Uma dos questionamentos mais ouvidos é sobre a razão de a vítima haver demorado a prestar queixa e haver voltado à boate após ter sofrido a violência. “Em muitas das vezes a vítima demora a reconhecer a violência. Não é algo simples, especialmente diante do contexto. Quanto ao fato de voltar à boate ou ter demorado a prestar queixa, isso não diz respeito à sociedade. Ela não precisa ficar reclusa por ser vítima, mas viver com dignidade. Por em cheque a declaração da violência me parece que é algo semelhante a ela não entender, não ter capacidade ou potencial para ser violada. É como se a conduta dela validasse a violência. O fato a ser considerado é a existência da violência e isso sim é primordial”, destacou Renata.

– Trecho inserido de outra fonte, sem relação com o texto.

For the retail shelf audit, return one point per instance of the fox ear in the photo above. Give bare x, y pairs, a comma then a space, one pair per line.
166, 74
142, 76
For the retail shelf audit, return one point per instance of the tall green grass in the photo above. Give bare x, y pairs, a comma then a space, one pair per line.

Outro ponto geralmente questionado pelo público masculino é o fato da vítima não ter gritado, não se vitimizou, e tornou público o fato mediante o acusado ser famoso. "Triste e infelizmente reproduzido. Quem se submeteria voluntariamente a um dos piores medos das mulheres? Admitir que isso pode ser utilizado como trampolim para a fama coloca a mulher como uma espécie de ‘causadora do mal’. Não se pode naturalizar uma fala dessa, especialmente quando se analisa que a grande maioria das violências é praticada por homens que conhecem a vítima e não por mulheres que buscam a fama".

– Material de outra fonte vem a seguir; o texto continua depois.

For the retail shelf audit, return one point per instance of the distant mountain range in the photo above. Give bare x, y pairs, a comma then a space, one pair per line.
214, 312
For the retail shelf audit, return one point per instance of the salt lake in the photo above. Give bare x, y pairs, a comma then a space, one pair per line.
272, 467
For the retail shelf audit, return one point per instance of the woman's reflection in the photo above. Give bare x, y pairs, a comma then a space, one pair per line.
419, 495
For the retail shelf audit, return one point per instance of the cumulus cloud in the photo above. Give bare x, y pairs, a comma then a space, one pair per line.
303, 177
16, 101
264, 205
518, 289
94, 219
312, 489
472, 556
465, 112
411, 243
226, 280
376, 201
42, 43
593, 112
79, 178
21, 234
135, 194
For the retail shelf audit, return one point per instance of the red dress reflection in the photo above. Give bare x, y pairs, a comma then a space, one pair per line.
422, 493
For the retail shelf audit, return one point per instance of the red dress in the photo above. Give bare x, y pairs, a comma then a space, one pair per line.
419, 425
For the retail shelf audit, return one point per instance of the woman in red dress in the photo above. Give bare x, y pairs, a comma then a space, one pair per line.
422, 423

Uma das possibilidades para se diminuir o número de estupradores levantadas por muitos é a castração química. O que para Renata é uma solução simples para um problema complexo. "Algo do qual não coaduno. A castração química não entende o problema e não é resolutiva na mudança da ação. Não atinge a raiz. Muitos praticam a violência pelo puro exercício do poder ou como forma de dispor do corpo da mulher. O problema é maior e está na sociedade patriarcal e na misoginia".
A discussão sobre o estupro é sempre pertinente, especialmente no Brasil. Em números absolutos, com dados do Anuário Brasileiro de Violência de 2023, o Brasil registrou o maior número de estupros da história: foram quase 75 mil vítimas, sendo 18.110 estupros e 56.820 estupros de vulneráveis. Quase 90% dessas vítimas são mulheres e 57%, negras. As principais vítimas, 62%, são crianças entre 0 e 13 anos.
A maioria das violências, 69%, ocorre em casa e na maioria acachapante dos casos o abusador é conhecido das mulheres. No ES, em números absolutos, foram de 400 a 477 casos, com um acréscimo de 18,4% comparando 2021 e 2022. No que tange a vulneráveis, o número saltou de 1.101 para 1.259, um crescimento de 14%. Ainda que seja um número significativo, os índices do Espírito Santo não são os mais altos do País. Em números absolutos, tanto de estupro como de estupro a vulneráveis, São Paulo lidera, sendo quase 9.100 casos na primeira situação e quase 9.800 na segunda.